Finally, according to Figure 6, the value of H on each dataset can be obtained, as shown in Table 2:

4.3.2. Adjustment of Parameter α

This section discusses the tuning of the parameter α. Similar to the above section, each training set of DS-1 to 6 is used to verify the possible value of α. Similar to the adjustment process of parameter H, in each experiment, the work randomly selected the first 90% of the data from the training dataset for model fitting and the remaining 10% as model validation. The range of α is defined in the set {2⁻²⁰, 2⁻¹⁹, …, 2⁻¹}, the value of H is shown in Table 2, RMSE is taken as the measurement standard, and the experimental results are shown in Figure 7:

According to Figure 7, the value of α on each dataset can be obtained, as listed in Table 3:

4.4. Comparative Analysis of Prediction Results

In order to verify the effectiveness of the model and algorithm, firstly, this section selects four classic test functions and compares the MPSO algorithm with the standard PSO algorithm. The relevant descriptions of the four test functions are shown in Table 4. Secondly, this section compares the prediction effect of the proposed method on the above six datasets with the prediction effect of the ARIMA method.

The population size is set to N = 100, the maximum number of iterations T_max = 1000, and the variable dimension D = 30. The two algorithms run 50 times independently, and the average and standard deviation of the results of 50 runs are recorded to evaluate the performance of the algorithm. The results are shown in Table 5.

It can be seen from Table 5 that the solution accuracy of the MPSO algorithm is better than that of classical PSO algorithm. Furthermore, this section uses the classical PSO algorithm and the MPSO algorithm to solve the parameters of the Bayesian network model and uses the solution results for prediction. In terms of the time complexity of the algorithm, the time complexity of the standard PSO algorithm is O(nmD), where n is the number of particles, m is the number of iterations of the algorithm, and D is the dimension of the problem. The MPSO algorithm uses Equations (21) and (22) to update the particle velocity and position, which is only one more adaptive decision than the standard PSO algorithm. The improved strategy does not increase the time complexity of the algorithm. Through the above experiments and analysis, the MPSO algorithm has better performance in solving multimodal function problems with higher dimensions. Next, we apply the algorithm to solve the actual prediction problem and further prove that the algorithm is better than the PSO algorithm through the prediction effect.

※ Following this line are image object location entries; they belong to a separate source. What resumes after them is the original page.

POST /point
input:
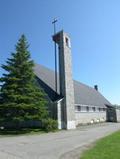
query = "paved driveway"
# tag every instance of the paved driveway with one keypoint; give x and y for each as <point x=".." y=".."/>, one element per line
<point x="53" y="145"/>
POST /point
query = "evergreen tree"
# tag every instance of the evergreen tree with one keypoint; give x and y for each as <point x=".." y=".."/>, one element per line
<point x="21" y="99"/>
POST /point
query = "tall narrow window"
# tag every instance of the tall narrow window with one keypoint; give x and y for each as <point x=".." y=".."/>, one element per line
<point x="67" y="41"/>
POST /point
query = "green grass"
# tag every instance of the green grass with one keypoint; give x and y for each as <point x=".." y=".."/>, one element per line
<point x="105" y="148"/>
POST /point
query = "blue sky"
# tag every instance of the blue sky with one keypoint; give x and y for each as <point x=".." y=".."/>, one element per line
<point x="94" y="28"/>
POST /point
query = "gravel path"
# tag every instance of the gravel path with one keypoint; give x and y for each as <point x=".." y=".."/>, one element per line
<point x="59" y="145"/>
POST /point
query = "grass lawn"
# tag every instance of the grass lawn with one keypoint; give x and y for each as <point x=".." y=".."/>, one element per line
<point x="105" y="148"/>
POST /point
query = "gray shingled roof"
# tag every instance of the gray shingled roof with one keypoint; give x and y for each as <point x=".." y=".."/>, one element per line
<point x="84" y="94"/>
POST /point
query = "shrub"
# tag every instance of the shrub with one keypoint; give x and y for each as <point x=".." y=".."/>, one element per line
<point x="49" y="124"/>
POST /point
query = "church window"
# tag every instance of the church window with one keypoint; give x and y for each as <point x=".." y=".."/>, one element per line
<point x="93" y="108"/>
<point x="87" y="108"/>
<point x="67" y="41"/>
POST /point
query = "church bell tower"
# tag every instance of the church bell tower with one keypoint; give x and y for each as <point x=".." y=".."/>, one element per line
<point x="67" y="110"/>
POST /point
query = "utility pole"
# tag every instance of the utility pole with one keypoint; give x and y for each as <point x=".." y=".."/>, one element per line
<point x="55" y="47"/>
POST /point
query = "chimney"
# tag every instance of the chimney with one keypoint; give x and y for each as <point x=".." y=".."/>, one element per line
<point x="96" y="87"/>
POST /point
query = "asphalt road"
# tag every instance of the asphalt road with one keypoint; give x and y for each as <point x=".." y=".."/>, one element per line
<point x="60" y="145"/>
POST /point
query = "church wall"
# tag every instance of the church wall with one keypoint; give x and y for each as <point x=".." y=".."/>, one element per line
<point x="90" y="117"/>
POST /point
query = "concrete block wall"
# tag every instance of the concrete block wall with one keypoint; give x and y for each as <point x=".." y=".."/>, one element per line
<point x="90" y="117"/>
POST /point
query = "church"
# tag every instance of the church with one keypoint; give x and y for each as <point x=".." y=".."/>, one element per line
<point x="74" y="103"/>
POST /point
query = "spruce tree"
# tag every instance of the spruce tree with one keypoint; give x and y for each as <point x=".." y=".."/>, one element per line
<point x="21" y="99"/>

In the process of model prediction, other parameters also have an impact on the data fitting and solving efficiency. Through several experiments, the values of other parameters are shown in Table 6:

In the process of model prediction, different initialization parameters may have an impact on the prediction results, so the experiment was repeated 10 times for each dataset, and the final result was taken as the average of the 10 experiments. The prediction results are summarized as shown in Table 7:

In order to better verify the effectiveness of the model and algorithm, datasets DS-1, DS-2, DS-3, DS-5, and DS-6 were selected to conduct experiments in the predicted length of 10, 20, and 30 days, respectively. Due to the relatively small amount of data in dataset DS-4, this experiment was not carried out on it. In addition, it can be seen from Figure 5 that the demand for datasets DS-5 and DS-6 fluctuates greatly, and there are many zero values. Hence, we use the Croston method to predict these two datasets.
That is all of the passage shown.